Quando uma empresa brasileira sente-se atingida pela concorrência do produto importado pode recorrer a um dos três instrumentos previstos pelas regras da Organização Mundial do Comércio (OMC): aplicação de direitos antidumping, medidas compensatórias ou salvaguardas.

O primeiro é a imposição de uma tarifa adicional às vendas do concorrente estrangeiro que esteja praticando dumping, isto é, a venda do produto no mercado brasileiro abaixo do seu valor no mercado de origem. O segundo refere-se à adoção de uma alíquota complementar àquela do imposto de importação quando o concorrente estrangeiro é subsidiado por seu governo de maneira a causar dano à indústria doméstica. O último é a aplicação de tarifa adicional às importações do produto afetado pela concorrência, qualquer que seja sua origem, quando há um "surto imprevisto de importações".

A esse conjunto de instrumentos dá-se o nome de "defesa comercial". No Brasil, todos estão codificados em legislação específica. A autoridade responsável pela sua operacionalização é o Departamento de Defesa Comercial (Decom) do Ministério do Desenvolvimento, Indústria e Comércio Exterior (MDIC). Quando as empresas brasileiras decidem acionar um dos três mecanismos, os técnicos do Decom avaliam se há elementos suficientes para abertura de investigação e, em caso positivo, dão início a um processo que busca, por meio de critérios técnicos, determinar a ocorrência de uma das situações descritas anteriormente.

Como se percebe, as empresas ameaçadas pela concorrência estrangeira possuem instrumentos suficientes para assegurar sua defesa. O mesmo não ocorre, contudo, com as exportadoras.

Vencida a etapa doméstica, que normalmente vem acompanhada de excessiva burocracia, o exportador enfrenta barreiras para o acesso de seus produtos aos mercados externos. As mais tradicionais, como as tarifas e restrições quantitativas (quotas), há muito vêm sendo reduzidas pela diplomacia comercial do Brasil. No entanto, há uma vasta gama de barreiras ditas "não-tarifárias" - ou BNTs, no jargão da OMC -, que tomam corpo na forma de normas técnicas, medidas sanitárias e fitossanitárias, uso abusivo dos instrumentos de defesa comercial, práticas restritivas por parte dos governos ou das empresas domésticas, regulação impeditiva a prestadores de serviços e investidores, entre outras.

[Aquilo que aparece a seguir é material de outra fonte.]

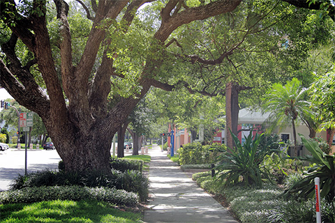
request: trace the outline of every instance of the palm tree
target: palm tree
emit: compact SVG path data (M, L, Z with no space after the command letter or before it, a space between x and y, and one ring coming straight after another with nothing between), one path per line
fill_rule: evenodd
M285 86L278 83L272 84L262 98L263 112L270 112L267 120L271 123L269 130L292 125L295 156L297 155L295 124L303 114L311 113L311 103L304 100L306 91L306 89L302 87L301 82L293 78Z

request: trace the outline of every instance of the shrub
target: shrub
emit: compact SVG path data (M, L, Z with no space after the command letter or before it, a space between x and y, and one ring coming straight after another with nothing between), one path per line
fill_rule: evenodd
M200 164L213 163L220 152L225 151L225 145L213 144L202 146L200 142L188 144L179 148L179 164Z
M328 145L327 141L325 141L322 137L316 137L312 139L318 142L318 146L325 153L329 154L330 151L332 151L329 145Z
M271 175L262 170L261 162L273 151L267 146L260 148L258 146L262 134L256 134L253 137L251 130L249 135L245 137L246 141L242 146L237 137L232 132L230 133L236 149L229 148L230 153L226 152L220 155L221 162L215 167L218 171L216 174L217 178L221 181L226 180L225 186L238 183L241 176L245 185L255 184L261 186L262 177L271 180ZM231 162L225 162L227 160Z
M134 206L137 196L115 188L88 187L77 185L25 187L0 192L0 204L34 203L52 200L80 201L95 199L119 206Z
M182 171L186 169L211 169L211 164L184 164L180 167Z
M192 175L192 180L197 180L198 178L200 177L204 177L204 176L211 176L211 171L207 171L207 172L199 172L194 174Z
M278 153L267 155L262 162L262 168L273 175L278 183L283 184L285 178L294 173L295 169L301 170L303 167L302 162L288 157L282 157Z
M117 189L138 193L142 201L147 201L149 194L149 180L141 171L128 170L121 172L112 171L113 175L112 185Z
M11 185L11 190L57 185L116 187L138 193L142 201L147 199L149 194L149 180L142 172L134 170L125 172L112 170L110 176L99 171L79 173L45 170L27 176L19 175Z
M143 170L144 162L142 160L127 160L121 158L111 158L110 167L116 170L125 172L128 170L137 170L142 171Z
M299 197L311 198L314 197L314 178L320 178L320 197L327 197L330 201L335 198L335 155L325 153L315 140L307 140L302 134L299 134L304 145L312 154L304 157L299 157L301 160L308 161L315 165L311 166L304 173L304 178L295 183L286 192L286 194L294 194Z

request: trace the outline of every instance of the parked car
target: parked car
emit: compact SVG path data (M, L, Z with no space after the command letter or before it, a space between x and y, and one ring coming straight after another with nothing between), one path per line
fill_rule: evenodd
M131 146L131 143L129 142L129 141L126 141L126 142L124 142L124 148L126 148L126 146L127 145L129 146L129 148L133 148L133 147Z
M9 148L9 146L8 144L0 142L0 151L6 151L8 148Z
M47 142L43 144L43 148L47 150L48 148L54 149L54 144L51 141Z

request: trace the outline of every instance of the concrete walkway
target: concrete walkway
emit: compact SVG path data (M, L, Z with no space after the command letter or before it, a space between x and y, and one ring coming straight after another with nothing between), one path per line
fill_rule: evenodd
M179 167L154 146L149 180L151 200L144 222L238 222L229 212L198 187Z

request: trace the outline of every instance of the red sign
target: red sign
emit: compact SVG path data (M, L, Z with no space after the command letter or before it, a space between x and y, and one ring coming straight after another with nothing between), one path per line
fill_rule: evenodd
M318 188L318 185L315 185L315 209L316 212L320 212L320 202L319 202L319 190Z

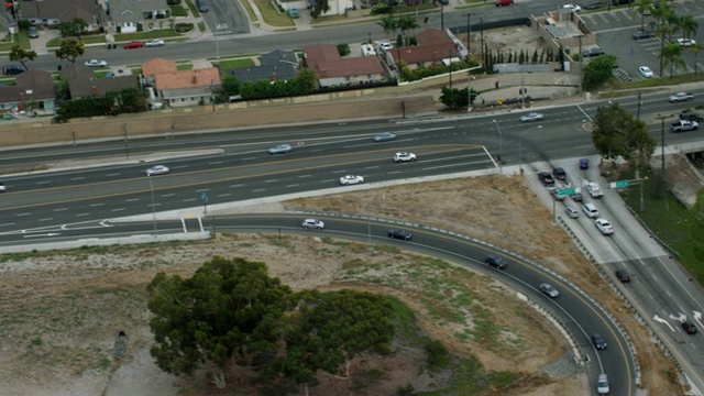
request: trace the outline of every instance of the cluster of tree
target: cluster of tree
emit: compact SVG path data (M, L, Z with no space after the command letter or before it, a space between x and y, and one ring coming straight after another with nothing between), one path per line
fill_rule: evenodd
M652 13L650 29L652 29L652 32L660 37L660 52L658 53L660 61L660 77L662 77L662 69L670 66L670 77L672 78L674 67L685 66L685 63L682 59L685 48L675 41L672 41L672 35L681 32L684 38L696 36L698 23L691 14L678 16L675 14L674 7L670 1L660 1L658 7L652 7L651 0L640 0L638 7L641 10L650 10ZM640 25L641 29L644 29L645 24L642 13L640 19ZM693 68L694 73L696 73L696 54L701 53L704 47L702 44L696 43L690 48L694 52Z
M648 164L656 147L648 125L618 103L598 108L592 128L592 142L604 158L620 156L636 172Z
M386 297L294 293L264 263L244 258L216 256L190 278L160 273L147 292L156 364L175 375L207 367L218 387L233 363L306 394L318 371L350 381L350 361L361 352L388 353L395 331Z
M240 96L243 100L253 100L309 95L317 88L318 77L316 76L316 72L308 67L298 69L294 78L274 82L266 79L256 82L241 82L237 77L227 75L222 78L216 101L224 103L230 100L230 97L234 96Z
M73 118L118 116L146 111L144 95L135 88L107 92L102 98L85 97L62 102L53 122L67 122Z

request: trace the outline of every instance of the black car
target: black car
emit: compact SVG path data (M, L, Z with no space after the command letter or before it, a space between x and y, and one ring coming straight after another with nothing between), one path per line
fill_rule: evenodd
M496 270L506 270L506 265L508 264L506 260L497 256L494 253L487 254L484 263L488 266L493 266Z
M410 239L414 238L414 234L406 230L391 229L388 230L388 238L410 241Z
M637 30L634 32L634 35L632 35L634 40L650 38L652 36L653 36L652 32L649 32L647 30Z
M594 346L596 346L597 350L606 349L606 341L604 341L604 338L600 333L592 334L592 342L594 343Z
M684 329L688 334L696 334L696 326L692 322L683 321L682 329Z
M547 187L552 187L554 186L554 179L552 178L552 176L547 173L547 172L540 172L538 174L538 179Z
M616 277L623 283L630 282L630 275L628 275L628 271L626 270L616 270Z

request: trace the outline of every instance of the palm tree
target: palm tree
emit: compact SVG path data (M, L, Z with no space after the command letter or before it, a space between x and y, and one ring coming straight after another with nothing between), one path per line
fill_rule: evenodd
M678 43L668 43L662 48L660 57L664 61L664 65L670 65L670 78L673 78L674 67L685 67L686 64L682 61L682 46ZM660 70L660 77L662 77L662 70Z

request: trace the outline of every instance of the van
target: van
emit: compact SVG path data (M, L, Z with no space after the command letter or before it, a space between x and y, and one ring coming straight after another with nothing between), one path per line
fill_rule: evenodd
M582 205L582 210L584 213L591 218L595 218L598 216L598 210L594 206L594 204L584 204Z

É necessária a criação de um mecanismo que dê à política comercial do Brasil o foco ofensivo de que tanto precisa

Eis, então, o problema: o exportador brasileiro não dispõe de um mecanismo legal que torne obrigatória, assim como o faz a legislação sobre defesa comercial, a investigação de uma determinada barreira, desde que haja cumprimento de certos requisitos - ou seja, desde que o pleito seja legítimo. Em outras palavras, o Brasil não possui "ataque comercial".

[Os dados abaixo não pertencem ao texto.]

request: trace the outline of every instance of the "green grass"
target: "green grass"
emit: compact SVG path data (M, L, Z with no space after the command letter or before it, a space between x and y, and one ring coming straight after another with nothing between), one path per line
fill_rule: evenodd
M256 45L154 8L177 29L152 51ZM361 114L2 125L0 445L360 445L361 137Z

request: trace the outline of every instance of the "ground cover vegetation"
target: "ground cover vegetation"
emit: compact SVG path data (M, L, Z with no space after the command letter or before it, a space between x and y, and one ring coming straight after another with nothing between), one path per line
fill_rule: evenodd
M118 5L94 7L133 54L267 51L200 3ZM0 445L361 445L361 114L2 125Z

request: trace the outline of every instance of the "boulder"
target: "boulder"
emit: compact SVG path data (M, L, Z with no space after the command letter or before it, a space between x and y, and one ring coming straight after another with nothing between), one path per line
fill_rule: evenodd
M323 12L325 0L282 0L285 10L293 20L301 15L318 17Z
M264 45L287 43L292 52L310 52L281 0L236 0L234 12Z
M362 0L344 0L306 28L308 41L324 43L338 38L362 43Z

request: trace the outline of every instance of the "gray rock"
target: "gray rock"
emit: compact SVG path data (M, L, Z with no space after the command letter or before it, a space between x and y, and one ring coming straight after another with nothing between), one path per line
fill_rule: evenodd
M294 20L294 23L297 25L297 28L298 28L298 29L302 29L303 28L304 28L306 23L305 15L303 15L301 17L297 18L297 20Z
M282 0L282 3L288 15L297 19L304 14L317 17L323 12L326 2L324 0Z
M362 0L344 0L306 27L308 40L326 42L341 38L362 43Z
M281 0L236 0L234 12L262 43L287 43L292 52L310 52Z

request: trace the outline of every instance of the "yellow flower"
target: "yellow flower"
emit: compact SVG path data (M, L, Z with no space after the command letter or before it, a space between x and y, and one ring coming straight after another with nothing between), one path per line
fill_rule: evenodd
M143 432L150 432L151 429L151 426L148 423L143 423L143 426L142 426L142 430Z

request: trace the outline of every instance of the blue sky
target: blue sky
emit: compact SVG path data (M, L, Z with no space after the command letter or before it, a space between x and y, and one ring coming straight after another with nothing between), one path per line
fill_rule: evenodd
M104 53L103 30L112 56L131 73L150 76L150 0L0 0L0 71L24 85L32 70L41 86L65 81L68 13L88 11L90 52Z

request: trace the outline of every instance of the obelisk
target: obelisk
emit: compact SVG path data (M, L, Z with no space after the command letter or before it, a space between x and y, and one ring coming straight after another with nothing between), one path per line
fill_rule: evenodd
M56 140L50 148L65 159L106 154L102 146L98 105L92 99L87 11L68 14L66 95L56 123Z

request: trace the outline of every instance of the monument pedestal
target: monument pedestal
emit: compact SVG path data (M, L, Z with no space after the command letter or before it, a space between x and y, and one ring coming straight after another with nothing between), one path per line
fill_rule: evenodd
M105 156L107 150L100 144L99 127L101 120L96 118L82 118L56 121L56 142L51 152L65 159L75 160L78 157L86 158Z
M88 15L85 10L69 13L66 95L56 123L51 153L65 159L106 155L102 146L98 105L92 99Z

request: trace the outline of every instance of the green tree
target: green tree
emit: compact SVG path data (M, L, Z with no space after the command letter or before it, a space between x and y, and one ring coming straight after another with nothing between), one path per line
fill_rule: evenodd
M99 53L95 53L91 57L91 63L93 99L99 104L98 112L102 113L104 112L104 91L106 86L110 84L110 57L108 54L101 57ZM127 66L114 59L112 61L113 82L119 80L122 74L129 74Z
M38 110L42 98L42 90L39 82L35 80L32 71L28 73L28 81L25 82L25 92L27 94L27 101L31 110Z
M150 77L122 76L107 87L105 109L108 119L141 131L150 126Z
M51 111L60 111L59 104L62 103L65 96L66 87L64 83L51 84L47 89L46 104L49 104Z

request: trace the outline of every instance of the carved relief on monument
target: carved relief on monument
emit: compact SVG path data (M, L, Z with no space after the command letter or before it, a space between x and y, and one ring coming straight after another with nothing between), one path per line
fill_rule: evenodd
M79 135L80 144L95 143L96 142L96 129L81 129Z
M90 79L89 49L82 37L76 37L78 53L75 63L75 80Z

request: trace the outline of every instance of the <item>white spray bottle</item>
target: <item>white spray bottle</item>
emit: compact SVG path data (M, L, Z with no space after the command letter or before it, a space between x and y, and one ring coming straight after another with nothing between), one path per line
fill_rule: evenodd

A experiência internacional mostra que o caminho não é esse. Tanto os EUA como a União Européia (UE) dispõem de mecanismos formais para o que denominam "acesso a mercados". No primeiro caso, trata-se da chamada Section 301, legislação que prevê rito processual específico para a investigação de barreiras externas. No caso europeu, a empresa pode acessar o Trade Barriers Regulation (TBR), que prevê processo semelhante.

A Section 301 norte-americana, é bom lembrar, foi questionada na OMC pelos próprios europeus porque continha elementos de unilateralidade. Quando se chegava à conclusão de que havia uma determinada barreira externa, os Estados Unidos ameaçavam retaliar comercialmente o país em questão caso o problema não fosse resolvido. No entanto, não é esse sistema que se propõe para o Brasil. Na prática, defende-se apenas a codificação do que já existe.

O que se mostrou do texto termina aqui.